HANDAN SEMA CEYLAN
“10 yaşındasın, bence bunu okuyabilirsin” diye uzattı kitabı annem. Bizim jenerasyonumuzda çocuklara sürekli “travma” yaratacak şeyler yoktu, sanırım. Masallarda, kardeşler, üvey anneler, cadılar, hayvanlar acımasızca davranır, bunları okumamız, izlememiz konusunda bir sıkıntı olmazdı! 1001 Gece Masalları fasiküller şeklinde yayınlandığında her hafta canavarlar, büyüler, kötü kalpli sultanları okur, bunun için özel harçlık alabilirdik…
Böylece 10 yaşımda ilk polisiye kitabımı okudum. Agatha Christie ile tanışmam böyle oldu. Ama ilk okuduğun polisiyenin ismi ne deseniz şimdi kitapçıda farklı isimle bulabilirsiniz. Agatha Christie’nin “Ten Little Niggers”ı Altın Kitaplar tarafından “On Küçük Zenci” olarak Türkçeleştirilmişti. Yine biz çocukken, kültürümüzde zenci kelimesi ırkçı bir söylem olarak görülmüyor, TV’lerde “çikolata renkli sanatçı” demek ayıp sayılmıyordu. Ama bundan 85 yıl önce yine böyle bir kasım ayında İngiltere’de yayınlanan kitap hiçbir zaman Amerika’da orijinal ismiyle basılmadı. Çünkü herkes günahını çok iyi biliyordu. İlk baskı Amerika’da “And Then There Were None” olarak yayımlandı. Türkçeye “Ve Sonra Hiçbiri Kalmadı” diye çevirebiliriz. Aslında kitap ismini olay örgüsünün çözülmesini sağlayan bir şiirden ve 10 küçük siyah çocuk heykelinin bir bir kaybolmasından alıyordu.
On küçük zenci yemeğe gitti Birisi kendisini boğdu ve kaldı dokuz. Dokuz küçük zenci çok geç kalktı, biri uyuyakaldı, kaldı sekiz, Sekiz küçük zenci Devon’da geziye çıktı,
biri kayboldu, kaldı yedi. Yedi küçük zenci odun kırdı, biri kendisini kesti, kaldı altı,. Altı küçük zenci kovanla oynadı, bir balarası, içlerinden birini soktu, kaldı beş,
Beş küçük zenci mahkemeye gitti,
biri idam cezası aldı, kaldı dört. Dört küçük zenci denize gitti, birini balık yuttu, kaldı üç. Üç küçük zenci hayvanat bahçesine gitti, birine ayı saldırdı, kaldı iki İki küçük zenci güneş altında oturdu,
biri güneşte kızardı, kaldı bir. Bir küçük zenci tek başına kaldı gidip kendisini astı ve hiçbiri kalmadı.

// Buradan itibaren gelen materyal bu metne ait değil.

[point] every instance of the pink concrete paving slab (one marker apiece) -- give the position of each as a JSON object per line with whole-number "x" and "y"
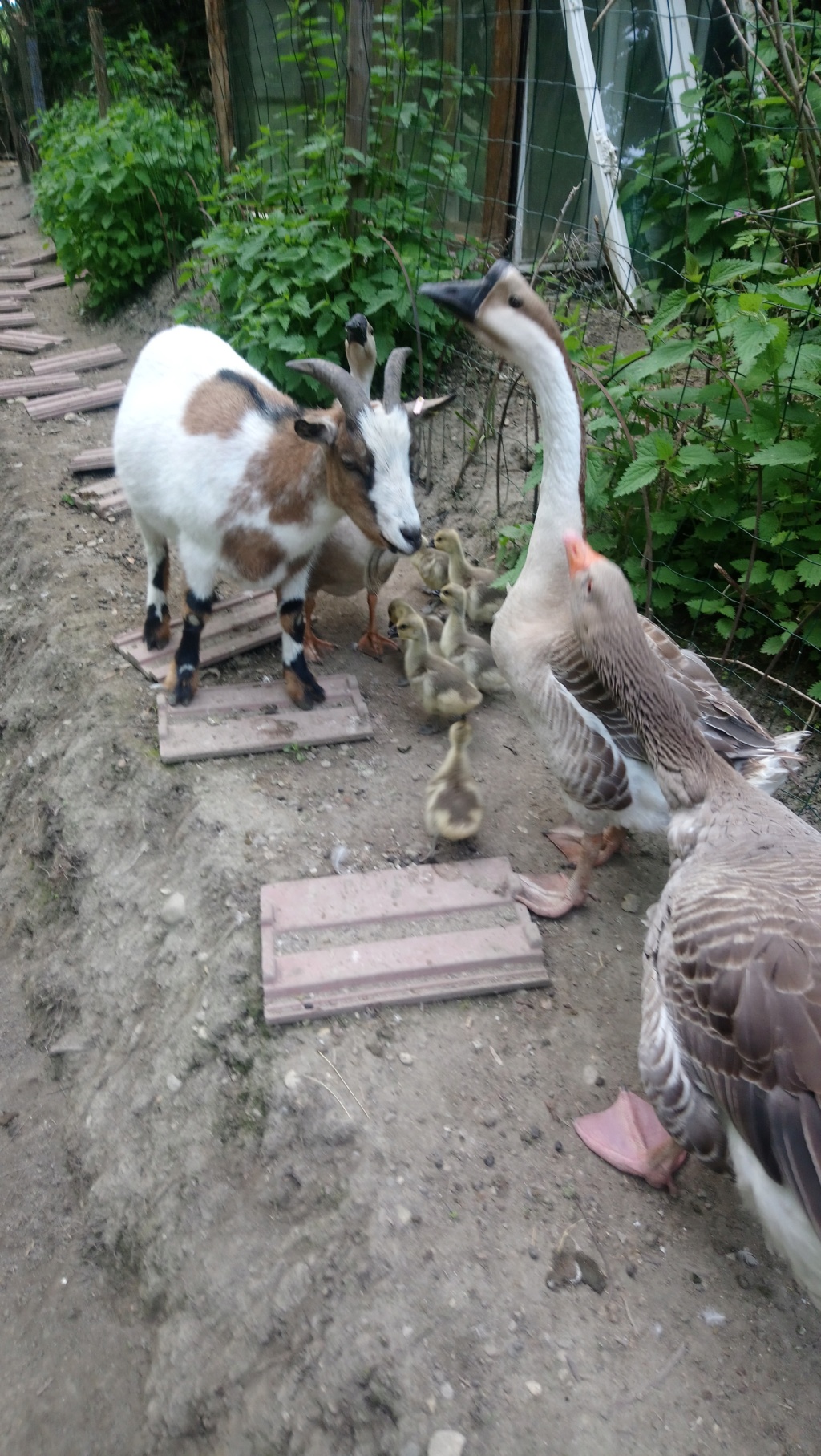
{"x": 80, "y": 360}
{"x": 92, "y": 460}
{"x": 389, "y": 894}
{"x": 223, "y": 723}
{"x": 451, "y": 945}
{"x": 30, "y": 386}
{"x": 78, "y": 399}
{"x": 235, "y": 627}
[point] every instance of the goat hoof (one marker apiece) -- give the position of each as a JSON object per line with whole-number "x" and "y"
{"x": 185, "y": 687}
{"x": 156, "y": 631}
{"x": 303, "y": 689}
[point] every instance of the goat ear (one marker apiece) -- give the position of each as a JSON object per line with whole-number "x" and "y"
{"x": 321, "y": 430}
{"x": 421, "y": 407}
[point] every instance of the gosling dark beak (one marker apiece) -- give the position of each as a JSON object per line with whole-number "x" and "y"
{"x": 357, "y": 330}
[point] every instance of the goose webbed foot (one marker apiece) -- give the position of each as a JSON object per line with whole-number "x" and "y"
{"x": 551, "y": 896}
{"x": 631, "y": 1138}
{"x": 574, "y": 843}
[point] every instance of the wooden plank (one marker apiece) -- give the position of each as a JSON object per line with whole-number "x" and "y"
{"x": 224, "y": 723}
{"x": 18, "y": 321}
{"x": 462, "y": 935}
{"x": 47, "y": 255}
{"x": 46, "y": 282}
{"x": 501, "y": 124}
{"x": 28, "y": 343}
{"x": 30, "y": 386}
{"x": 80, "y": 360}
{"x": 78, "y": 399}
{"x": 92, "y": 460}
{"x": 235, "y": 627}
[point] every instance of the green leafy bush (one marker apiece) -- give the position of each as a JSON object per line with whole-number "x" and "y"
{"x": 297, "y": 241}
{"x": 703, "y": 450}
{"x": 119, "y": 194}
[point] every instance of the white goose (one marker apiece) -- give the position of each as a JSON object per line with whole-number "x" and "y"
{"x": 730, "y": 1047}
{"x": 347, "y": 561}
{"x": 590, "y": 748}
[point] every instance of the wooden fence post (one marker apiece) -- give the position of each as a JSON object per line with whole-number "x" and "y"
{"x": 507, "y": 43}
{"x": 98, "y": 59}
{"x": 220, "y": 78}
{"x": 357, "y": 95}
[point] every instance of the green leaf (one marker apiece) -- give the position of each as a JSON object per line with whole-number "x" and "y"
{"x": 787, "y": 452}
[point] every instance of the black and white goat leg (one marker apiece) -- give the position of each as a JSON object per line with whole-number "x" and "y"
{"x": 300, "y": 683}
{"x": 156, "y": 628}
{"x": 182, "y": 675}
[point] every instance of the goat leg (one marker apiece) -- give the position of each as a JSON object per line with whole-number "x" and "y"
{"x": 156, "y": 628}
{"x": 182, "y": 676}
{"x": 300, "y": 683}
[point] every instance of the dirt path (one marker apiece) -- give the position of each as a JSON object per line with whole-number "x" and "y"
{"x": 203, "y": 1250}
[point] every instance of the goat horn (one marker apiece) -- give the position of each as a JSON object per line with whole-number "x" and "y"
{"x": 392, "y": 387}
{"x": 347, "y": 389}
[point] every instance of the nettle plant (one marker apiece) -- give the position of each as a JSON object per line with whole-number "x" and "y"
{"x": 119, "y": 196}
{"x": 299, "y": 232}
{"x": 703, "y": 452}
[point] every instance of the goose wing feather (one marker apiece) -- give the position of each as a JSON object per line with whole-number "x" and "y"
{"x": 740, "y": 967}
{"x": 726, "y": 725}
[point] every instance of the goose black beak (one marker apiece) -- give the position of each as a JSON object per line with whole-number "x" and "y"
{"x": 465, "y": 298}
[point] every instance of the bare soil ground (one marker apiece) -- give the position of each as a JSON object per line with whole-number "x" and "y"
{"x": 208, "y": 1243}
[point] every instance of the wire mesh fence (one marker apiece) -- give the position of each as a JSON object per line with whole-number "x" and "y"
{"x": 653, "y": 165}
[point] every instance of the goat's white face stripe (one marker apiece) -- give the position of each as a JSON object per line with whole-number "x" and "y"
{"x": 387, "y": 437}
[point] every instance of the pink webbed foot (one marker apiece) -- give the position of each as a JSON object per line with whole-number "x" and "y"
{"x": 631, "y": 1138}
{"x": 551, "y": 896}
{"x": 572, "y": 843}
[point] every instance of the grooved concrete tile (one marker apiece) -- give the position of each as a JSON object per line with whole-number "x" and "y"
{"x": 235, "y": 627}
{"x": 223, "y": 723}
{"x": 92, "y": 460}
{"x": 453, "y": 929}
{"x": 103, "y": 497}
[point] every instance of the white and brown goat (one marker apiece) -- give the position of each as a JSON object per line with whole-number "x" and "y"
{"x": 246, "y": 484}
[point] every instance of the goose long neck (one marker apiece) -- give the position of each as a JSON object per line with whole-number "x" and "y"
{"x": 548, "y": 369}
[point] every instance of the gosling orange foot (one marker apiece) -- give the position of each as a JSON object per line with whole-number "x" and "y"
{"x": 631, "y": 1138}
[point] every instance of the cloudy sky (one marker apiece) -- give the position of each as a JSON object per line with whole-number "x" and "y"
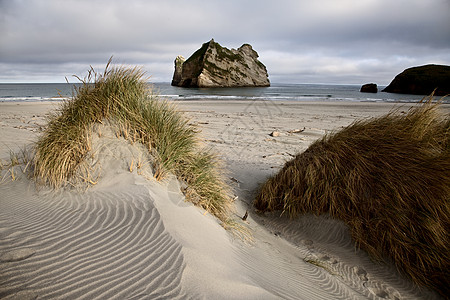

2021 yılında Christie’nin kendi ajansı kitabın ismini “On Kişiydiler” diye değiştirdiği ve kırıcı dilinden arındırdıklarını açıkladı. Davet edildikleri Zenci Adası’ndaki bir malikanede, ev sahibi olmadan kendi günahları ile başbaşa kalan suçluları anlatıyordu kitap. Aslında herkesin vicdanında neler olup bittiğini bildiği ama birinin gün yüzüne çıkarılmasını istediği suçlar… Üstelik onları adaya getiren teknenin de ortadan kaybolması ile kendi suçları içinde kapana sıkışmış 10 kişi… Yemek masasının üzerindeki 10 küçük siyahi heykelinden biri her ölümle eksilir, son kişi kalana kadar.
Ahmet Ümit‘in ilk baskısını geçen ay Yapı Kredi Yayınları’ndan yayınlanan kitabı “Yırtıcı Kuşlar Zamanı”nda tanıdık kahraman “Başkomser Nevzat”ı okuduk yine. Ama bir farkla başkasının başına gelenleri değil, kendi başından geçenleri çözmeye çalışıyordu. Üstelik tam da şimdiki toplumumuzun içinde bulunduğun “hafızasızlığı” ile başetmeye çalışarak. Küçük bir Türkiye özeti yaparken, hayat, mutluluk, aşk, kurallar ve pek çok şeyi sorgulamamızı sağlayarak. “Dünya kendini temizliyor” diyor, Ümit kitabında… İlahi adalete olan ihtiyacımıza değiniyor belki de…
Ümit’in kitaba başladığı Epiktetos’tan alıntıyla veda edelim size, belki kitabın geriye kalan sayfalarını çevirmek için siz de benim kadar hevesli olursunuz:
“Bir kere sınırı aşan için artık sınır yoktur.”